Cocaine-Tainted Soft Drink Puts Miami Man Into Coma
MIAMI — A man who drank from a soft drink bottle containing dissolved cocaine was in a coma Saturday, while federal officials discovered two other tainted bottles and checked possible links to Colombian drug smugglers.
Drug traffickers frequently smuggle cocaine by dissolving it in liquids, officials said.
Maximo Rene Menendez, 25, suffered convulsions and cardiac arrest after drinking from a bottle of the Colombian soft drink “Pony Malta de Bavaria” that contained an unknown amount of cocaine, said Jeanne Bush, acting supervisor of the U.S. Food and Drug Administration’s Miami office.
Eight 6.16-ounce bottles of the drink were taken from Menendez’s home in the Miami area, and tests performed at an FDA laboratory in Atlanta found high concentrations of cocaine in two of them.

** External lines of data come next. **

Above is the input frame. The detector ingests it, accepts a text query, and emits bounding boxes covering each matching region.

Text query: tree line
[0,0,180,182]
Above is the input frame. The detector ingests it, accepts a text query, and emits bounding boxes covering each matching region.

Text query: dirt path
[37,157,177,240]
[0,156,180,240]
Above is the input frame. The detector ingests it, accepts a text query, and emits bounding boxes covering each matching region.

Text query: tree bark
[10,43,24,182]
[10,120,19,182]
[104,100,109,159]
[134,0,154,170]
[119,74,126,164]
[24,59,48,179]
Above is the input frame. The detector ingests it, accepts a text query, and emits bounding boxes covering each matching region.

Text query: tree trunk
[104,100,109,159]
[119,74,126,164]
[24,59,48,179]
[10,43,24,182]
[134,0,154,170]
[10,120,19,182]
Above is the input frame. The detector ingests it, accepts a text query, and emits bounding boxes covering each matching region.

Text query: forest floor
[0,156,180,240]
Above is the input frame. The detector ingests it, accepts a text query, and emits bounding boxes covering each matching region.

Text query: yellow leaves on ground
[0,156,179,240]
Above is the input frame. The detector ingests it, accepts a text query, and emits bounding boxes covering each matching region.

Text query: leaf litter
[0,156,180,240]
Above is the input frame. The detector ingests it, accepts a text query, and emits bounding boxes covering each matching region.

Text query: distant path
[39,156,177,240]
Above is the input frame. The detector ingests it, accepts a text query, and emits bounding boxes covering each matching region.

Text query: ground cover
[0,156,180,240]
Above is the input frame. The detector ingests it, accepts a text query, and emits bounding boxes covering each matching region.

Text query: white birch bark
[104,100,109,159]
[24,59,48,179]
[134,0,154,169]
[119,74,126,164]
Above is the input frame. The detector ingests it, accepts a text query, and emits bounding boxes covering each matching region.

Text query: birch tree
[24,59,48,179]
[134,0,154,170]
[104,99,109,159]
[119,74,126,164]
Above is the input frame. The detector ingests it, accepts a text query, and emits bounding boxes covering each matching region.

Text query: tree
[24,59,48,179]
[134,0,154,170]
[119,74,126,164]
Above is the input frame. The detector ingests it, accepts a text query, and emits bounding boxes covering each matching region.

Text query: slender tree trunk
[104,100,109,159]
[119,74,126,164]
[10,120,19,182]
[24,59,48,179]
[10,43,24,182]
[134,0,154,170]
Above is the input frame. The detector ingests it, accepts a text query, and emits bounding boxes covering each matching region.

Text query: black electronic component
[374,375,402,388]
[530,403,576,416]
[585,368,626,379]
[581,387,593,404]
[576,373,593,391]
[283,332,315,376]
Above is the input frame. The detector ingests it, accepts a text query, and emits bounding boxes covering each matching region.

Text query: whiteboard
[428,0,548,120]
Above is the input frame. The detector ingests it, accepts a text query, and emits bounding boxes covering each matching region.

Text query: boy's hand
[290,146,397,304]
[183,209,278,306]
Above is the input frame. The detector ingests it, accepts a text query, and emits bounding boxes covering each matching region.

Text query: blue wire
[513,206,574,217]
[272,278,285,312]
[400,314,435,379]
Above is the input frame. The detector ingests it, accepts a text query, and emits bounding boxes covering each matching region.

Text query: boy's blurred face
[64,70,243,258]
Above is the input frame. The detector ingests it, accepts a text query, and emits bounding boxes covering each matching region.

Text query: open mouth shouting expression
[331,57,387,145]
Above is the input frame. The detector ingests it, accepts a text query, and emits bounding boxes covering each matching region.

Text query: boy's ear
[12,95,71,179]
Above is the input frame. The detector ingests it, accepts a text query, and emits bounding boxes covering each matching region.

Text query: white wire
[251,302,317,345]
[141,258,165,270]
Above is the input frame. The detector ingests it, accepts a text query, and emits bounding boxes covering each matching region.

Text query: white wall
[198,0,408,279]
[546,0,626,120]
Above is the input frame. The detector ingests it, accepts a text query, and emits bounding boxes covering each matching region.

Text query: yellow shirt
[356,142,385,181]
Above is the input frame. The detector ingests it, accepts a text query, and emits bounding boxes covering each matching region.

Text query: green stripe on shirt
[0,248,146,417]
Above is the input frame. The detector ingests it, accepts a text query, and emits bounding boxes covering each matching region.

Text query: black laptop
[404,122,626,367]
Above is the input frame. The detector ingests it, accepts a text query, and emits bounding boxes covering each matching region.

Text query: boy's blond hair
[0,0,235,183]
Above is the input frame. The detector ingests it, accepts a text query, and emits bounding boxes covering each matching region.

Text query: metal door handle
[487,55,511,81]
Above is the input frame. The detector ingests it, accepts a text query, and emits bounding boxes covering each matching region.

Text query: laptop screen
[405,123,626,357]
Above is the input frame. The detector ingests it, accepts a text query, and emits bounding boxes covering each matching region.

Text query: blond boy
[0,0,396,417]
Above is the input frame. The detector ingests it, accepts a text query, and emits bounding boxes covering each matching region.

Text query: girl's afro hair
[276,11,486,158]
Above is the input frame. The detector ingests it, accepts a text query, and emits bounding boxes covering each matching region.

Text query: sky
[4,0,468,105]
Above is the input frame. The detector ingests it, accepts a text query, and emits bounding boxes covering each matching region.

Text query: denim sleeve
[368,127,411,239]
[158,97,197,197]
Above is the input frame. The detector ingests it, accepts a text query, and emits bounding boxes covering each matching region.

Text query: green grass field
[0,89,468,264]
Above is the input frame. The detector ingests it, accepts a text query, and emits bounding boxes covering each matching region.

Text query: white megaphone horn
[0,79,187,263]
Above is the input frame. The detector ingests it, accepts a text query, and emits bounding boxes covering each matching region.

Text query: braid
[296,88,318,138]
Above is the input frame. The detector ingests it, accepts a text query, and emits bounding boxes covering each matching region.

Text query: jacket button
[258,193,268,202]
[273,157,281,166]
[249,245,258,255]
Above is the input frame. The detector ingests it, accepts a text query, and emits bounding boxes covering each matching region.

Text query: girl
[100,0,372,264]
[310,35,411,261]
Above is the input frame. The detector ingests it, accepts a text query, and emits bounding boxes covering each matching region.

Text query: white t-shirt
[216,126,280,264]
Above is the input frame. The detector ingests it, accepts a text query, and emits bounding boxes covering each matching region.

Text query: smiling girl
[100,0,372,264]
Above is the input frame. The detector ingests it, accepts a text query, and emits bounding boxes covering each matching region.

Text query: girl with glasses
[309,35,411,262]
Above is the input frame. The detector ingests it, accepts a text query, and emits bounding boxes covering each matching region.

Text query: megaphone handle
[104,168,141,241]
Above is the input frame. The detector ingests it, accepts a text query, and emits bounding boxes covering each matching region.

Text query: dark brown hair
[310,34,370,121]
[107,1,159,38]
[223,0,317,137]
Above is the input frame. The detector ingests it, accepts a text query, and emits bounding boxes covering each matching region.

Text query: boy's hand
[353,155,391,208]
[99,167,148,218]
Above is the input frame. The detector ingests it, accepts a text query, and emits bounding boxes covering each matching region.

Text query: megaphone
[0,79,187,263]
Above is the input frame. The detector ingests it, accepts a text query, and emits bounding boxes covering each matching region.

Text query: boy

One bottle contained 54 grams of dissolved cocaine, and the other had nearly 37 grams, the FDA said. The drink is similar to a heavy non-alcoholic beer.
It was not known how much cocaine Menendez had consumed. A spokeswoman for AMI-Kendall Regional Medical Center, where Menendez was in critical condition, said that 25 milligrams would constitute a lethal dose.